Article ID | Journal | Published Year | Pages | File Type |
---|---|---|---|---|
4552223 | Ocean Modelling | 2012 | 13 Pages |
We have applied an ensemble optimal interpolation (EnOI) data assimilation system to a high resolution coastal ocean model of south-east Tasmania, Australia. The region is characterised by a complex coastline with water masses influenced by riverine input and the interaction between two offshore current systems. Using a large static ensemble to estimate the systems background error covariance, data from a coastal observing network of fixed moorings and a Slocum glider are assimilated into the model at daily intervals. We demonstrate that the EnOI algorithm can successfully correct a biased high resolution coastal model.
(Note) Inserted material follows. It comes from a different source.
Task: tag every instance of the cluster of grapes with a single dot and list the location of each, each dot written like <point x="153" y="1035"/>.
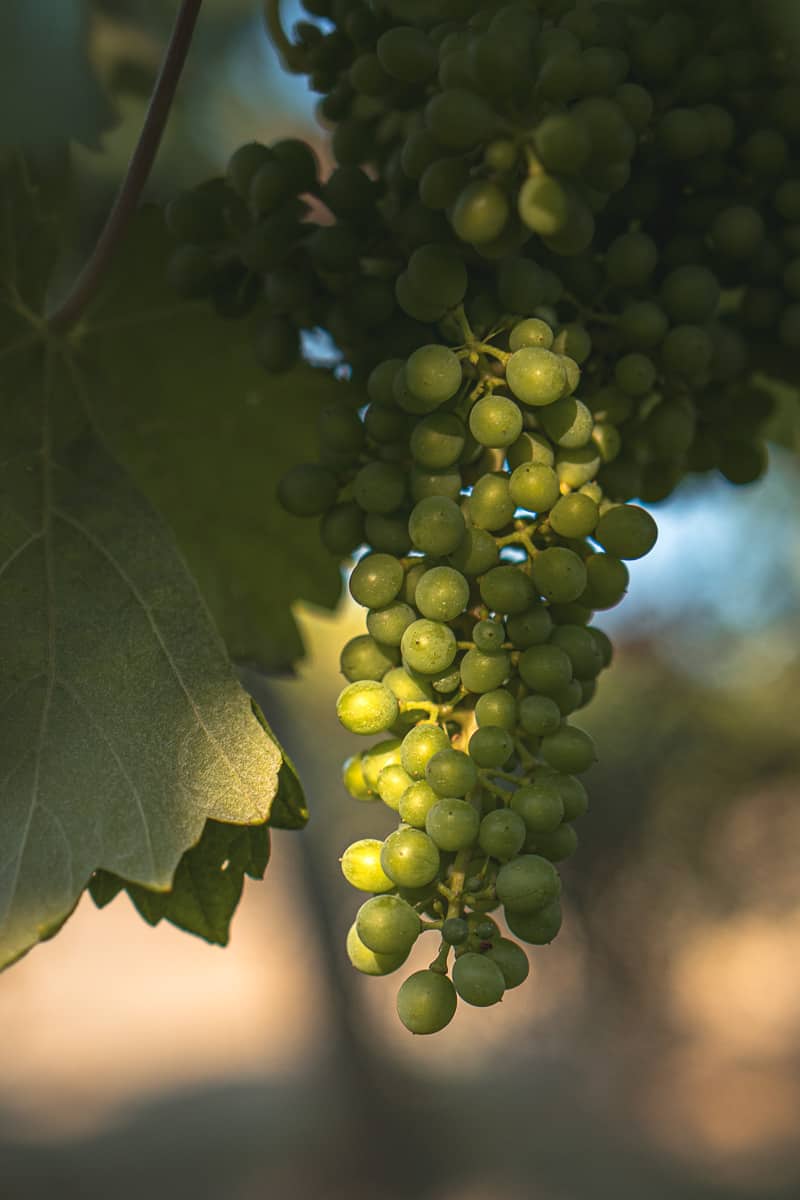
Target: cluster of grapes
<point x="560" y="239"/>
In areas with dense observations, the assimilation scheme reduces the RMS difference between the model and independent GHRSST observations by 90%, while the domain-wide RMS difference is reduced by a more modest 40%. Our findings show that errors introduced by surface forcing and boundary conditions can be identified and reduced by a relatively sparse observing array using an inexpensive ensemble-based data assimilation system.
► We describe the assimilation system used in a operational coastal ocean model. ► Glider and mooring data are assimilated to improve the baroclinic structure. ► Temperature RMS errors are reduced by between 40% and 90%. ► The DA algorithm corrects for errors introduced by forcing and parametrisations.